For surgery you’ll need a front fastening sports bra, front fastening pyjamas, a tote bag for your drain bottles, lip balm (anaesthetic dries your lips out), a small cushion to protect you from the seatbelt on the journey home.  Best wishes and come back and let us know how it’s going. X

Hi mumbear

It was only when I joined this forum that I was even aware that having chemo first was an option. I was directed straight to a partial mastectomy, then a full mastectomy and full axillary clearance (as I was heavily node positive) and then told i) I was free of the cancer but ii) chemotherapy would be essential. NICE directs that this should commence within 90 days of surgery for best efficacy but making anyone immune-compromised right now is risky so oncologists might go for the ‘control’ treatment of hormone therapy until the crisis is past? The surgery generally removes the cancer - hence the talk of margins - and the treatments are to improve our chances of it not recurring. The fact is, the mastectomy will probably save your life and your team will have weighed up all the options as they know only too well how traumatic a mastectomy can be. I can’t imagine a worse time to get this diagnosis  

I do hope it goes well for you. I found there was a lot of discomfort but not to the point of needing pain relief - but stock up on pain relief in case. You may have a drain attached which is a bloody nuisance unless you have a sensible hospital that provides a means for carrying it about. Otherwise, you’ll have to design your own papoose with a scarf! Front opening clothes are essential, the looser the better (I nicked a couple of my husband’s old shirts and wore joggers) and you’ll need to sleep on your back with your arm on a pillow, partly to stop you rolling onto the wound in your sleep, partly for comfort (I guess it depends if your armpit is involved).

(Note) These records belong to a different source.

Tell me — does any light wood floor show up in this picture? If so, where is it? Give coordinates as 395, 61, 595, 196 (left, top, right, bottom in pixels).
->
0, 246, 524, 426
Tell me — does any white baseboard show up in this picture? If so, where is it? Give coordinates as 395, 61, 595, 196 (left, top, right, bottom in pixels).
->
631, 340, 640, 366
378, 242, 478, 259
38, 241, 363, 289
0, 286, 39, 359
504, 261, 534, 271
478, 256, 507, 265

This may sound scary but it’s best to be aware that there may be nerve damage, With a mastectomy, you may experience ‘phantom nipple’ which is a kind of mild nipply sensation you can’t scratch but it goes away if you ignore it! You may experience strange sensations down your arm too. You’ll be given exercises to do to keep movement in your shoulder and, eventually, keep your breast muscle and scar supple - essential, especially if you plan on having a reconstruction. The information on this site about pain is helpful.

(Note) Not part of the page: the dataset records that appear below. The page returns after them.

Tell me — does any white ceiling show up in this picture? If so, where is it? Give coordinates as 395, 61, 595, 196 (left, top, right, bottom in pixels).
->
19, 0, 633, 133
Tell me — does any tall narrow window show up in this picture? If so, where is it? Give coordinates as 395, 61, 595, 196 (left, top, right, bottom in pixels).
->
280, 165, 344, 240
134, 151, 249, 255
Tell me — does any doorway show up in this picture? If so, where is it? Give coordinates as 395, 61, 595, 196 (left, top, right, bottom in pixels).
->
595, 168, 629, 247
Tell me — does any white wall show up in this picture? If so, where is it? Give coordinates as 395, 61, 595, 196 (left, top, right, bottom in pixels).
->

Bras depend on the size of your boobs. I was small-breasted so I felt most comfortable in tight-fitting sports bras (Under Armour). Some people like the ‘comfort’ bras you can buy from George, M&S etc (not quite sports bras and some have some gentle shaping that may make you feel a bit better about yourself). Your own bras probably won’t work because, without the weight of two boobs, they tend to rotate to one side. You may be lucky but you’re advised to remove wiring. A bra with a band underneath works best. The hospital should give you a softie (which is a rubbish fit) but you’ll maybe have to wait for a prosthesis as they need fitting. Meantime, go to for free knitted shapes that are more to a specific size and a lot more comfortable than a softie. They are brilliant.

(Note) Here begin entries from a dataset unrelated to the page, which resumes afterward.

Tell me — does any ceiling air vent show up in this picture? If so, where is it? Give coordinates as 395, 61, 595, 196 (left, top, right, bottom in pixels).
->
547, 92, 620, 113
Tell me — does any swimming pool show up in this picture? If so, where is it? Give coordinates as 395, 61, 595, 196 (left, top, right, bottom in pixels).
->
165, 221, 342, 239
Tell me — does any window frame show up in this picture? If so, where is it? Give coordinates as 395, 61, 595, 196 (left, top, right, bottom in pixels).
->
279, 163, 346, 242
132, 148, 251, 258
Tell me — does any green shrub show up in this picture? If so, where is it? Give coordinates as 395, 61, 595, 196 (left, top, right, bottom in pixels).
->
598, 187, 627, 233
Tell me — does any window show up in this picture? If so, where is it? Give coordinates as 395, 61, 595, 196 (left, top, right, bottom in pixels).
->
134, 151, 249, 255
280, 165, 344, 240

Apart from that, you need a personal maid to wait on you hand and foot, someone to do ALL domestic chores, including cooking etc and a lot of tlc. And water! The emotional aspect of all this shouldn’t be underrated - a cancer diagnosis and the loss of a breast is double whammy and your emotions may be all over the place. That is NORMAL. Just remember to weigh up anger about losing a breast with the fact that you are a lot safer without it. Trust your team (not always easy but worth it).

All the best,



So sorry to hear you’re diagnosis  

I too have had a new diagnosis I last Thursday of invasive ductile breast grade 2 and my options are also limited. How can we make an informed decision about what treatment we want, a decision that affects us for the rest of our lives when all of the options aren’t straight forward anymore, so many ifs and buts and sorry you can’t have that?!? 
I am having a meeting with the consultant on Thursday, gonna see if I can get some more info before they bung me in for surgery on Monday :neutral_face:

Just seen this was posted two weeks ago, and no replies?? Have you had your treatment?